6.2 Reviewers must not share, distribute, upload, or otherwise use manuscript content outside the peer review process.


6.3 Authors are expected to remove identifying information from manuscripts where necessary in order to preserve the integrity of double-blind peer review.


6.4 Detailed procedures for manuscript evaluation, reviewer selection, editorial decisions, and appeals are set out in the journal’s Peer Review Policy and Process.

7. Plagiarism and Research Misconduct

7.1 All submissions undergo plagiarism and similarity screening prior to or during editorial assessment.


7.2 Manuscripts with similarity above 20% may be returned to the authors for clarification or revision, or rejected at the editors’ discretion.


7.3 Plagiarism, self-plagiarism, fabrication, falsification, duplicate submission, duplicate publication, manipulated peer review, copyright infringement, and other forms of research or publication misconduct are regarded as serious violations of publication ethics.

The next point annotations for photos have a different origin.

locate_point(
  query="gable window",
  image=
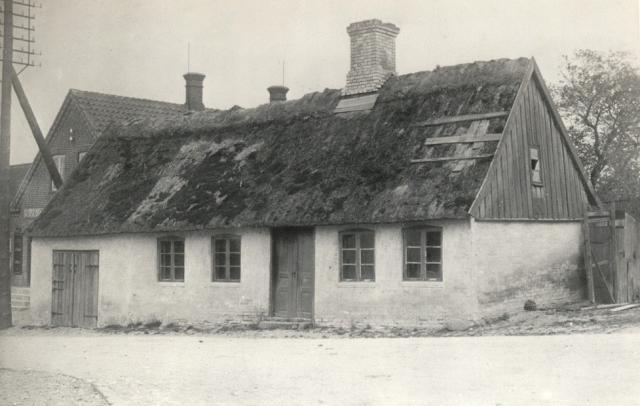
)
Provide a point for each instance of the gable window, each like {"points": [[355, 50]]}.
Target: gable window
{"points": [[17, 252], [171, 259], [357, 255], [58, 160], [226, 258], [422, 254], [534, 156]]}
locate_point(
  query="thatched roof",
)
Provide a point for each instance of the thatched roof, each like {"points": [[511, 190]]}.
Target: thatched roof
{"points": [[291, 163], [99, 110]]}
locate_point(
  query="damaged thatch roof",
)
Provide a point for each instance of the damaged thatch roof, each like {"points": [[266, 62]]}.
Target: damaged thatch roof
{"points": [[292, 163]]}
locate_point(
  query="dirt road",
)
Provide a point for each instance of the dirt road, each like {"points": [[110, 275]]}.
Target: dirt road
{"points": [[197, 370]]}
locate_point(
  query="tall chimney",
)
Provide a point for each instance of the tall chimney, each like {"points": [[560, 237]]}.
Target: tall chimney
{"points": [[373, 56], [277, 93], [194, 91]]}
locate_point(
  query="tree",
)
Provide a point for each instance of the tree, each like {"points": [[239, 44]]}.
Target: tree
{"points": [[598, 97]]}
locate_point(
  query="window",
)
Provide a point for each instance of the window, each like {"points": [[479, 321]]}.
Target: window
{"points": [[59, 161], [226, 258], [535, 166], [171, 259], [357, 256], [423, 254], [17, 252]]}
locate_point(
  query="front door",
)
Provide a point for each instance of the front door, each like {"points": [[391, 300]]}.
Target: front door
{"points": [[75, 289], [293, 269]]}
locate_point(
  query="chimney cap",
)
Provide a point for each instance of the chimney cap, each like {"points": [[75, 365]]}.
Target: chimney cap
{"points": [[373, 25], [277, 93]]}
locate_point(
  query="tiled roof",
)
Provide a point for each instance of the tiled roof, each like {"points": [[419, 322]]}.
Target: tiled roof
{"points": [[102, 109]]}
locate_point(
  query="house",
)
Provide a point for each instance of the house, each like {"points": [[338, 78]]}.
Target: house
{"points": [[81, 119], [412, 199]]}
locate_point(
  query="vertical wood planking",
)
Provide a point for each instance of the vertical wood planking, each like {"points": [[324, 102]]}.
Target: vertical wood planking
{"points": [[546, 158], [552, 176], [524, 163]]}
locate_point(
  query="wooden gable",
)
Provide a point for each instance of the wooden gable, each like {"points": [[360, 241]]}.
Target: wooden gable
{"points": [[535, 173]]}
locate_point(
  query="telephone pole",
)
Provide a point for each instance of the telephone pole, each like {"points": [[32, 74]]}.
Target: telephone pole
{"points": [[14, 21], [5, 144]]}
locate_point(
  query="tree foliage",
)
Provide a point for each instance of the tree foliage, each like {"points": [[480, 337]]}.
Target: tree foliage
{"points": [[598, 97]]}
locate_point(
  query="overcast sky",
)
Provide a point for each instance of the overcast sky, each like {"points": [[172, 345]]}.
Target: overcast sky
{"points": [[138, 48]]}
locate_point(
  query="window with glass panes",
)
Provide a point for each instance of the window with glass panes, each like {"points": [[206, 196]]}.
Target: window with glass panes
{"points": [[226, 258], [423, 254], [171, 259], [357, 256]]}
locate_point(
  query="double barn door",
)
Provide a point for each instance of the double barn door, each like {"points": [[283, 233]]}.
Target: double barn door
{"points": [[293, 273], [75, 289]]}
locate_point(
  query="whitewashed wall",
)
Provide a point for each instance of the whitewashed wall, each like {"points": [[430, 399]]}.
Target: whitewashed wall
{"points": [[516, 261], [390, 300], [129, 289]]}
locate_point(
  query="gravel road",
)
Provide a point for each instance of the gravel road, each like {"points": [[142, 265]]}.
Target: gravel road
{"points": [[205, 370]]}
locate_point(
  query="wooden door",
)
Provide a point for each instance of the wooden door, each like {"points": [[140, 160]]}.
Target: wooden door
{"points": [[75, 289], [293, 272], [600, 256]]}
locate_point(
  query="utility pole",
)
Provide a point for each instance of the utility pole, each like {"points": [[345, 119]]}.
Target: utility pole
{"points": [[5, 144], [25, 53]]}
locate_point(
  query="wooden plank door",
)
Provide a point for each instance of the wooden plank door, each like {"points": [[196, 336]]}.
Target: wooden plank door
{"points": [[600, 256], [293, 273], [61, 286], [85, 301], [75, 289]]}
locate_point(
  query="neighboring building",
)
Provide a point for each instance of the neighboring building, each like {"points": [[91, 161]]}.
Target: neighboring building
{"points": [[411, 199], [81, 119], [16, 174]]}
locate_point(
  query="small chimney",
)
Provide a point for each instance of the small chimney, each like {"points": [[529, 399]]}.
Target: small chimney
{"points": [[277, 93], [194, 91], [373, 56]]}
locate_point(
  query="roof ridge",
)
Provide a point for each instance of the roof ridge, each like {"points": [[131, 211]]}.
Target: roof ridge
{"points": [[141, 99]]}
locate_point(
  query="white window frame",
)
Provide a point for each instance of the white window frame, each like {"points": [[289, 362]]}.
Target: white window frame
{"points": [[58, 160]]}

7.4 Where misconduct is identified or strongly suspected, the journal may reject the manuscript, suspend or terminate editorial consideration, issue a correction or retraction, or contact the relevant institution or authority where appropriate.

8. Data Sharing, Transparency, and Reproducibility

8.1 Authors are expected to present their methods, data sources, analyses, and results in a transparent and sufficiently detailed manner to permit evaluation and, where appropriate, reproducibility.


8.2 Authors of original research must include a Data Availability Statement describing whether and how underlying data, code, or supporting materials can be accessed, or explaining any justified restrictions.


8.3 Authors are expected to follow relevant international reporting guidelines appropriate to the study design.


8.4 Detailed requirements relating to reporting standards, protocol registration, and methodological transparency for specific study types are described in the journal’s Research Ethics Policy.

9. Complaints and Appeals

9.1 Authors may appeal editorial decisions by submitting a reasoned justification to the journal.


9.2 Complaints and appeals are handled fairly, confidentially, and in accordance with the journal’s editorial procedures and relevant COPE guidance.


9.3 Detailed procedures are described in the journal’s Peer Review Policy and Process and other relevant policy sections where applicable.

10. Post-Publication Corrections and Retractions

10.1 Minor errors that do not invalidate the overall findings of a publication may be corrected through an erratum or corrigendum.


10.2 Serious errors, unreliable findings, or misconduct may result in retraction, an expression of concern, or other appropriate editorial action.


10.3 Corrections, retractions, and related notices are linked to the original publication and form part of the permanent scholarly record.


10.4 Detailed procedures are set out in the journal’s Corrections, Retractions, and Expressions of Concern Policy.

11. Use of Artificial Intelligence Tools

11.1 Generative AI tools do not meet authorship criteria and cannot be listed as authors.


11.2 Authors must disclose the use of AI-assisted tools where relevant, particularly in relation to writing, content generation, image generation, or data-related tasks.


11.3 Reviewers must not upload manuscripts or confidential editorial materials into AI systems in a manner that compromises confidentiality or data protection.


11.4 Detailed rules are described in the journal’s Artificial Intelligence (AI) Policy.

12. Intellectual Property and Copyright

12.1 Authors retain copyright to their published work, subject to the journal’s publication and licensing terms.


12.2 Authors are responsible for obtaining permission for any third-party copyrighted material included in their manuscripts.


12.3 Licensing, reuse, and archiving conditions are described in the journal’s Copyright, Licensing, and Archiving Policy.

13. Editorial Responsibility

13.1 The editorial team is responsible for making fair, impartial, and timely decisions based on scholarly merit, ethical compliance, and relevance to the journal’s scope.


13.2 Editorial decisions are made independently of advertising, sponsorship, or commercial considerations.


13.3 The journal reserves the right to update its ethical standards and editorial procedures in response to evolving international best practices.